When selecting models for this year's Madrid fashion week, which ends today, the designers set a minimum body mass ratio (calculated on the basis of height and weight). Their required ratio was 18 — meaning a minimum of 119 pounds for a 5-foot, 8-inch woman. The bar was by no means high. For ordinary mortals, a ratio of 18.5 qualifies as underweight. Even so, five of the 68 auditioning models flunked.

To understand why they flunked, we need to look beyond the fashion industry to the true causes of eating disorders. These include genetic predisposition, temperament, family dynamics and personal trauma. I know; modeling fueled but did not cause my own adolescent eating disorder nearly 40 years ago.

Twiggy was my generation's Kate Moss. I fixated on her at age 13, and by the time I started modeling one year later, I'd dropped 30 pounds. Being skinny became my identity. At 5 feet, 7 inches, I didn't weigh more than 100 pounds again until I was 21.

My anorexia ultimately destroyed my career.

Models were — and still are — paid to make fashions look good, and that meant fitting sample wardrobes. Reigning teen cover girls Shelley Hack and Colleen Corby understood this.
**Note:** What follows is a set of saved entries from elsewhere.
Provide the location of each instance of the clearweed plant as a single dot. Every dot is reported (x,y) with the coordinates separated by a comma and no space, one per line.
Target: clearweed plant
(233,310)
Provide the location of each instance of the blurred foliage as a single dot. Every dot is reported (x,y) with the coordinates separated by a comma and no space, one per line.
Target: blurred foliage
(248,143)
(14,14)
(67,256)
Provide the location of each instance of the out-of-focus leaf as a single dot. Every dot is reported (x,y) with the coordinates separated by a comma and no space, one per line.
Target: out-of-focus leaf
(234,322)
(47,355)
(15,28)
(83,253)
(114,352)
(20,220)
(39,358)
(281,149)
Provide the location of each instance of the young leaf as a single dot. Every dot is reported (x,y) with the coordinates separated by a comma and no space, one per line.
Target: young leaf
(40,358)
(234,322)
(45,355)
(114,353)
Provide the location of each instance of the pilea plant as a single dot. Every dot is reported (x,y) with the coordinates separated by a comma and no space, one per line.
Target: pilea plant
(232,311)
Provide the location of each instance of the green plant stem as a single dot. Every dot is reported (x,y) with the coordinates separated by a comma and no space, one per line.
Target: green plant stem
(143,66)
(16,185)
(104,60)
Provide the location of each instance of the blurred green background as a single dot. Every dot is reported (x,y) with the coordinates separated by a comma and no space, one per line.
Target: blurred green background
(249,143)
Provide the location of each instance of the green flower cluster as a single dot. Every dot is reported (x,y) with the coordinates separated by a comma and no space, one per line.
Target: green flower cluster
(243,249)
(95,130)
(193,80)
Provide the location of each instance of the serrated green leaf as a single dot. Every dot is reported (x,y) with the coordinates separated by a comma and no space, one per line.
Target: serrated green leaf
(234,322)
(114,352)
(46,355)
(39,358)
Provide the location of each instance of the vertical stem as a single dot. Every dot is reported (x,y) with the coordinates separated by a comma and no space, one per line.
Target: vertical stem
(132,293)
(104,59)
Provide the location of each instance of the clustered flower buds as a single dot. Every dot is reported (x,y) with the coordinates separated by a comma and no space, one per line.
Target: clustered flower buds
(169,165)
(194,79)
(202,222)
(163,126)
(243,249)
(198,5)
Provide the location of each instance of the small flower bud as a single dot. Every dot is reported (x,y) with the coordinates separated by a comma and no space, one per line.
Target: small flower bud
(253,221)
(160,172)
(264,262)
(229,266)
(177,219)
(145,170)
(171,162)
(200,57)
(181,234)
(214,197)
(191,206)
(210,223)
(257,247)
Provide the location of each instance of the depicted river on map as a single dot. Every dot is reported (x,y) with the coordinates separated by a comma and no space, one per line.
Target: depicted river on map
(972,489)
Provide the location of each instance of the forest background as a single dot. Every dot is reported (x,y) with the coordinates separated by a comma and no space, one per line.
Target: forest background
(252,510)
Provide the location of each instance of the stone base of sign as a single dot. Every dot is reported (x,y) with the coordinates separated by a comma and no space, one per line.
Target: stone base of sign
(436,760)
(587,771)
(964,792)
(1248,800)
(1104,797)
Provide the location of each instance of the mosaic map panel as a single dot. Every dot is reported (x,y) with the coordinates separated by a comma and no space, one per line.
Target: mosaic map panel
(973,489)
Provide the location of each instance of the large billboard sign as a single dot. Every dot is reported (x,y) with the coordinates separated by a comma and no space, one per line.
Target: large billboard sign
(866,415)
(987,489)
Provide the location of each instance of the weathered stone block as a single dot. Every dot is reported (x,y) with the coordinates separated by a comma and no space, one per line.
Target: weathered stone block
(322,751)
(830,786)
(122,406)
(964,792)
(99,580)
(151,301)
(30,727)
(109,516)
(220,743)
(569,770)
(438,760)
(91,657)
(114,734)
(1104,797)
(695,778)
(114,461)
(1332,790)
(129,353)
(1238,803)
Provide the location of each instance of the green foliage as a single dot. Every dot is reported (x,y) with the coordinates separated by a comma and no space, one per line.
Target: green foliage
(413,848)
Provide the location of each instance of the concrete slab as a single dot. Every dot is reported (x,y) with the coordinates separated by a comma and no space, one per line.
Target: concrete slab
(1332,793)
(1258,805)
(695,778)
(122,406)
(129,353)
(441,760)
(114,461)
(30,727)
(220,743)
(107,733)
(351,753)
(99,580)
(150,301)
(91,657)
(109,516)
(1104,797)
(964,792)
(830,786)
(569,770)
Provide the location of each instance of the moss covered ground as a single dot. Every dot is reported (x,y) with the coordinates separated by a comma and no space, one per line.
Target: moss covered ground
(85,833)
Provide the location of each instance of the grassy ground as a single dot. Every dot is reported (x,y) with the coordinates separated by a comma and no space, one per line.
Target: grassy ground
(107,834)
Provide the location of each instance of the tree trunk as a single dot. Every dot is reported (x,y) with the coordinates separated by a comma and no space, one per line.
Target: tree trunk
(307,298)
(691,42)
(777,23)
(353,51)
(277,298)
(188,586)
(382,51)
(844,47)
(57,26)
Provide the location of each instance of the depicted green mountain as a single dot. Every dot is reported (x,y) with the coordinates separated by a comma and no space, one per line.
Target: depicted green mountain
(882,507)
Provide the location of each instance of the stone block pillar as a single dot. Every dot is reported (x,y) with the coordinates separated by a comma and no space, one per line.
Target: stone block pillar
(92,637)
In dressing room lunches between shoots, I'd watch them wolf down tuna salad sandwiches while I pretended not to be hungry. They were lucky, I told myself, they could get away with eating. I began to lose jobs when I became so thin that stylists couldn't even pin dresses on me to look right. Still, I felt I couldn't eat.

Like many anorexic models, I was drawn to the fashion world because it reinforced my anorexia. I would be willing to bet that most, if not all, of the runway models disqualified in Madrid fit the same pattern — as do many emaciated gymnasts and ice skaters.

Three years ago, I began interviewing medical researchers as well as middle-age women and men with histories of anorexia and bulimia. I wanted to find out what we know now that we didn't know in the 1970s, when I quit my self-imposed hunger strike. I learned that researchers now are discovering genetic links between eating disorders, depression and obsessive-compulsive disorder. Genes also shape the temperaments of people who are prone to anorexia and bulimia, although the mechanisms for this are still poorly understood.

A landmark 2003 British study found that certain innate childhood traits, such as perfectionism, inflexibility and cautiousness, each increase an individual's risk for anorexia by a factor of seven. Someone like me, possessing all five traits measured in the study, is 35 times more likely to develop an eating disorder than a daredevil who happily wears mismatched socks.

Further, eating disorders are triggered not by pictures of Kate Moss but by sudden or cumulative experiences of intolerable emotion, such as shame or fear. Puberty unleashes a natural tidal wave of these emotions. Adolescence also happens to be the age when rates of sexual abuse soar, academic and social pressures intensify and parents become a source of embarrassment rather than solace. It makes sense that this is prime time for eating disorders. Obsession with weight offers a distraction. Extreme weight loss signals distress.

It also makes sense that rates of anorexia and bulimia spike in middle age, when many women again face emotional turmoil. Women over 30 now make up a full third of residential patients at the Renfrew Center, a Philadelphia treatment facility specializing in eating disorders. Divorce, grief, the empty nest — all can trigger illness if the individual possesses a genetic predisposition.

The onset of eating disorders is like the firing of a gun. Genetics form the gun. Cultural influences such as the fashion industry and familial attitudes about weight then load it. And intense emotional distress pulls the trigger.

Healthier figures on international catwalks may help to disarm the gun. However, of the more than 40 women I interviewed, only a handful had ever paid any attention to fashion. When they started starving, they were asking for help, not admiration. Those models who failed the test in Madrid need treatment, not rebuke.